A Baum Hedlund Aristei & Goldman bus accident attorney was interviewed by NBC Los Angeles about last year’s school bus accident in Anaheim Hills. Eleven students from El Rancho Charter Middle School sustained injuries that included intracranial hemorrhaging, broken bones, a toe amputation, and a shattered spine.
On the afternoon of April 24, 2014, a school bus driver, Gerald Rupple, was going about 50 miles per hour on Nohl Ranch Road when he reportedly lost consciousness, sending the bus off the road along a hillside. A eucalyptus tree and a lamppost were the only things keeping the school bus from overturning.
Rupple told investigators that he wasn’t feeling well and that the heat probably caused him to blackout. But according to the Orange County District Attorney’s Office, Rupple hid a medical condition from the Orange Unified School District that causes seizures, dizziness, and blackouts.
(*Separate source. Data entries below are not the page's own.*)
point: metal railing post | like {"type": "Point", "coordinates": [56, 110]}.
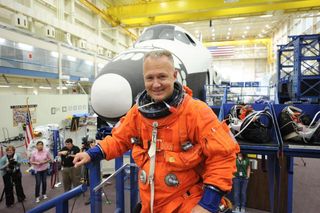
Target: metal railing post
{"type": "Point", "coordinates": [95, 179]}
{"type": "Point", "coordinates": [133, 185]}
{"type": "Point", "coordinates": [119, 185]}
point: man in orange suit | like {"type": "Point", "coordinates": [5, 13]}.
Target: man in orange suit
{"type": "Point", "coordinates": [185, 155]}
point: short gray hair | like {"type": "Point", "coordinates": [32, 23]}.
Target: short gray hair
{"type": "Point", "coordinates": [159, 54]}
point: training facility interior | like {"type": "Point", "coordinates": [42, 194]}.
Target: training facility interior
{"type": "Point", "coordinates": [261, 56]}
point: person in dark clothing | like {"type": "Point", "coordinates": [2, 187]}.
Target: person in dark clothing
{"type": "Point", "coordinates": [11, 174]}
{"type": "Point", "coordinates": [70, 174]}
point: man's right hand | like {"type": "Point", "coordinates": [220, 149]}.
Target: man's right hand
{"type": "Point", "coordinates": [80, 159]}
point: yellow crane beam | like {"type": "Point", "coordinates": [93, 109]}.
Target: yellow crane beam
{"type": "Point", "coordinates": [109, 19]}
{"type": "Point", "coordinates": [264, 41]}
{"type": "Point", "coordinates": [181, 11]}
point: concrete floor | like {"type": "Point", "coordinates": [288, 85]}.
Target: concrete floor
{"type": "Point", "coordinates": [28, 183]}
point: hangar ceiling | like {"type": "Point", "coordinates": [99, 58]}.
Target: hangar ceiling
{"type": "Point", "coordinates": [216, 20]}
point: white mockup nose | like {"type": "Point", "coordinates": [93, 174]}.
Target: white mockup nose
{"type": "Point", "coordinates": [111, 95]}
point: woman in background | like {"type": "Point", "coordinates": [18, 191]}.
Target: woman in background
{"type": "Point", "coordinates": [240, 182]}
{"type": "Point", "coordinates": [11, 174]}
{"type": "Point", "coordinates": [40, 159]}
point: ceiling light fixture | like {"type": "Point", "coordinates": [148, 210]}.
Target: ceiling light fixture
{"type": "Point", "coordinates": [266, 16]}
{"type": "Point", "coordinates": [71, 58]}
{"type": "Point", "coordinates": [4, 86]}
{"type": "Point", "coordinates": [237, 18]}
{"type": "Point", "coordinates": [25, 47]}
{"type": "Point", "coordinates": [43, 87]}
{"type": "Point", "coordinates": [63, 88]}
{"type": "Point", "coordinates": [25, 87]}
{"type": "Point", "coordinates": [188, 23]}
{"type": "Point", "coordinates": [54, 54]}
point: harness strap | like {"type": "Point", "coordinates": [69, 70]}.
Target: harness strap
{"type": "Point", "coordinates": [152, 154]}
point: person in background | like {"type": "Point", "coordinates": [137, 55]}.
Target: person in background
{"type": "Point", "coordinates": [240, 182]}
{"type": "Point", "coordinates": [70, 174]}
{"type": "Point", "coordinates": [40, 159]}
{"type": "Point", "coordinates": [87, 143]}
{"type": "Point", "coordinates": [10, 171]}
{"type": "Point", "coordinates": [185, 154]}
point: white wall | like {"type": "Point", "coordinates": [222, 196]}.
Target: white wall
{"type": "Point", "coordinates": [43, 110]}
{"type": "Point", "coordinates": [237, 70]}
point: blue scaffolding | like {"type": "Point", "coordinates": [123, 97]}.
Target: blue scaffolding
{"type": "Point", "coordinates": [299, 69]}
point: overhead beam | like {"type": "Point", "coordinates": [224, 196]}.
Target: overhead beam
{"type": "Point", "coordinates": [182, 11]}
{"type": "Point", "coordinates": [108, 18]}
{"type": "Point", "coordinates": [178, 7]}
{"type": "Point", "coordinates": [264, 41]}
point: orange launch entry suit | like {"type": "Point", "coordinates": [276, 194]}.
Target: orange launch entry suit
{"type": "Point", "coordinates": [210, 160]}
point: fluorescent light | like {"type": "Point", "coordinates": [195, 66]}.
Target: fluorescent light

“I don’t think he intended harm on those kids,” said the Baum Hedlund attorney, who is representing two young girls who sustained injuries in the crash. “He made a terrible mistake because he desperately wanted a job.”
Baum Hedlund believes that Orange Unified School District (OUSD) should be held accountable for hiring Rupple. “They hired somebody who was covering up a medical condition. They were responsible for putting him behind the wheel.”
Rupple, who is no longer employed by OUSD, was arrested in January 2015 and charged with felony counts of child abuse and endangerment, as well as perjury by declaration and a sentencing enhancement for causing great bodily injury. He has entered a not guilty plea.
Bus Crash Attorneys Say Orange Unified School District will be Held Accountable for Hiring Unfit Bus Driver
It was nearly nine months ago that Regina Singh found herself riding with her young daughter in an ambulance. At the time, she had no idea that her daughter – who just recently had her braces removed and was only a few months away from graduating from El Rancho Charter Middle School – would spend the next few months in a hospital recovering from serious spinal injuries and toe amputation.
On the afternoon of April 24, 2014, Mrs. Singh was told that the school bus carrying her daughter home from school had veered off of Nohl Ranch Road and crashed in Anaheim Hills. When she arrived at the scene, she saw the school bus teetering off a hillside. The only thing keeping it from toppling over was a eucalyptus tree and a lamppost.
A crowd had gathered as emergency responders worked to help students from the wreckage. Children were screaming. Someone handed Mrs. Singh a backpack. She was told that her daughter was pinned near the emergency exit of the school bus. She suffered major injuries in the crash, as did several other students. Some had broken bones, others had intracranial hemorrhaging. Students would later describe a chaotic scene in which their peers were thrown around like rag dolls, as the driverless bus flew off the road.
The bus driver, a 25-year-old man that students referred to as Mr. Jerry (Gerald D. Rupple), told authorities that the “the heat probably got to me,” causing him to pass out behind the wheel while the bus was going roughly 50 miles-per-hour. But according to numerous sources, Rupple failed to disclose a medical condition to the Orange Unified School District that causes him to have seizures, dizziness, and blackouts. According to the Orange County District Attorney’s office, Rupple withheld the condition because he felt disclosing it would jeopardize his employment.
On January 9, 2015, Rupple was arrested and charged with felony counts of child abuse and endangerment, perjury by declaration, and a sentencing enhancement for causing great bodily injury. If he is convicted, Rupple could face 19 years in prison.
As for Regina Singh, her husband, and her daughter, they are just trying to stay positive and move forward with their lives. “I’m not angry at anyone,” she said.